| .. | ||
| denmark_wikidata_fuzzy_matches.csv | ||
| README.md | ||
Wikidata Fuzzy Match Review Package
This directory contains files for manual validation of fuzzy Wikidata matches in the Danish GLAM dataset.
📋 Package Contents
Review Data
denmark_wikidata_fuzzy_matches.csv- Main review file (185 fuzzy matches)- ACTION REQUIRED: Fill in
validation_statusandvalidation_notescolumns - Prioritized by match score (Priority 1 = most uncertain)
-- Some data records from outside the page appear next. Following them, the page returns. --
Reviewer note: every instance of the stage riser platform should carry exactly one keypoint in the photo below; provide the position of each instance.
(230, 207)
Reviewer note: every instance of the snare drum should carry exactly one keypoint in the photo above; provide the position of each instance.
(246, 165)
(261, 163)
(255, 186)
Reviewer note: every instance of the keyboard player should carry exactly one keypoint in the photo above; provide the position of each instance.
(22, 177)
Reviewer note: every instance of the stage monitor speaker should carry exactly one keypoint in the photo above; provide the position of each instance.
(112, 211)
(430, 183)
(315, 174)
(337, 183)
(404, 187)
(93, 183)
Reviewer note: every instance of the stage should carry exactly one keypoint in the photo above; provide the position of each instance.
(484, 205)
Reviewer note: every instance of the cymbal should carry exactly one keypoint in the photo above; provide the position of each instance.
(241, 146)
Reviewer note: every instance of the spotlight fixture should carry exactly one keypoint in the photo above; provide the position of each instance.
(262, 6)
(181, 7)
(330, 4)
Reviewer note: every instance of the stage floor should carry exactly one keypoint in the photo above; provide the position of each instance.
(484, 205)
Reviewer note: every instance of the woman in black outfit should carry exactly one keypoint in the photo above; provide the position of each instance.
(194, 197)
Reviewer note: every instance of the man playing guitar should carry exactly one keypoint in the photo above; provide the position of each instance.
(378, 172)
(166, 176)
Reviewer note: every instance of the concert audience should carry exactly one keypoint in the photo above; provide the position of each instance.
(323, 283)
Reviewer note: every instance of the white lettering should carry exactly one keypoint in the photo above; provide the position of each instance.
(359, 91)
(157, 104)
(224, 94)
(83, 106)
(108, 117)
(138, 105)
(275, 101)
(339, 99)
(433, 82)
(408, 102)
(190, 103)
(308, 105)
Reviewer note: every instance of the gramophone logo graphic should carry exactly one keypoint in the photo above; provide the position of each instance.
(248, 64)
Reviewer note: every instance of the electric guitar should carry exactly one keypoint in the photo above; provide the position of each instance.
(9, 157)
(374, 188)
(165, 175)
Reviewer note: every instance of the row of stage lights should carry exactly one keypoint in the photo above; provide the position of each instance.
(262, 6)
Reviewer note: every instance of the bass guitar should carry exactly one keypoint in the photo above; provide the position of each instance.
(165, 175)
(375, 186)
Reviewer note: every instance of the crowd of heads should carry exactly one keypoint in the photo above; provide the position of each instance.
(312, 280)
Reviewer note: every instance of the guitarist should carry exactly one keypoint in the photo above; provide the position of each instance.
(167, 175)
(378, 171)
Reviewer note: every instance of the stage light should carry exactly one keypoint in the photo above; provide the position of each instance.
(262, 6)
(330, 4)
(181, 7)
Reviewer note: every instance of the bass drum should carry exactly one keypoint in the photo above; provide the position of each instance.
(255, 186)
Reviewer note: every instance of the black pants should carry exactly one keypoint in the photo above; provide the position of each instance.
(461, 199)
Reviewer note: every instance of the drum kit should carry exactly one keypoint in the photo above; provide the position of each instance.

- ACTION REQUIRED: Fill in
Documentation
See /docs/ directory:
WIKIDATA_VALIDATION_CHECKLIST.md- Step-by-step validation guideWIKIDATA_FUZZY_MATCH_REVIEW_SUMMARY.md- Complete overview and FAQ
Scripts
See /scripts/ directory:
generate_wikidata_review_report.py- ✅ Already run (generated this CSV)check_validation_progress.py- Check review progress anytimeapply_wikidata_validation.py- Apply completed review to dataset
🚀 Quick Start
1. Open CSV for Review
# Option A: Excel
open denmark_wikidata_fuzzy_matches.csv
# Option B: Google Sheets
# Upload denmark_wikidata_fuzzy_matches.csv
# Option C: LibreOffice
libreoffice --calc denmark_wikidata_fuzzy_matches.csv
2. Review Process (For Each Row)
- Compare names:
institution_namevswikidata_label - Click URL: Visit
wikidata_urlto verify match - Check metadata: City, institution type, ISIL code
- Decide: Fill
validation_statuswith:CORRECT- Keep Wikidata linkINCORRECT- Remove Wikidata linkUNCERTAIN- Flag for expert review
- Document: Add explanation in
validation_notes(optional but recommended)
3. Check Progress
python ../scripts/check_validation_progress.py
Output shows:
- Overall completion percentage
- Progress by priority level
- Estimated time remaining
- Quality indicators
4. Apply Validation Results
# After completing review
python ../scripts/apply_wikidata_validation.py
Output:
denmark_complete_validated.json(updated dataset)- Statistics: X CORRECT, Y INCORRECT, Z UNCERTAIN
📊 Review Statistics
Generated: 2025-11-19
Total Fuzzy Matches: 185
Match Score Range: 85-99%
Priority Breakdown
| Priority | Score Range | Count | Status |
|---|---|---|---|
| 1 | 85-87% | 58 | ⬜ Not Started |
| 2 | 87-90% | 62 | ⬜ Not Started |
| 3 | 90-93% | 44 | ⬜ Not Started |
| 4 | 93-96% | 14 | ⬜ Not Started |
| 5 | 96-99% | 7 | ⬜ Not Started |
Recommended Focus: Priority 1-2 (120 matches = 64.9%)
Institution Types
- LIBRARY: 152 (82.2%)
- ARCHIVE: 33 (17.8%)
⏱️ Time Estimates
- Priority 1-2 (120 matches): 4-6 hours (~2-3 min per match)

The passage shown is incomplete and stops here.